Ces sensations devenaient, dès ce moment, confuses. Vaguement il se souvenait de s’être affaissé, en face d’une fenêtre, dans un fauteuil, d’avoir balbutié, en mettant un doigt sur sa dent : « Elle a été déjà plombée ; j’ai peur qu’il n’y a rien à faire. »

L’homme avait immédiatement supprimé ces explications, en lui enfonçant un index énorme dans la bouche ; puis, tout en grommelant sous ses moustaches vernies, en crocs, il avait pris un instrument sur une table.

Alors la grande scène avait commencé.
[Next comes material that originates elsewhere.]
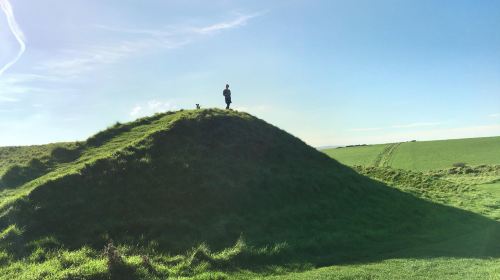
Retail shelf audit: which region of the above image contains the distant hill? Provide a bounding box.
[0,109,500,279]
[322,137,500,171]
Cramponné aux bras du fauteuil, des Esseintes avait senti, dans la joue, du froid, puis ses yeux avaient vu trente-six chandelles et il s’était mis, souffrant de douleurs inouïes, à battre des pieds et à bêler ainsi qu’une bête qu’on assassine.

Un craquement s’était faite entendre, la molaire se cassait, en venant ; il lui avait alors il lui avait alors semblé qu’on lui arrachait la tête, qu’on lui fracassait le crâne ; il avait perdu la raison, avait hurlé de toutes ses forces, s’était furieusement défendu contre l’homme qui se ruait de nouveau sur lui comme s’il voulait lui entrer son bras jusqu’au fond du ventre, s’était brusquement reculé d’un pas, et levant le corps attaché à la mâchoire, l’avait laissé brutalement retomber, sur le derrière, dans le fauteuil, tandis que, debout, emplissant la fenêtre, il soufflait, brandissant au bout de son davier, une dent bleue où pendait du rouge !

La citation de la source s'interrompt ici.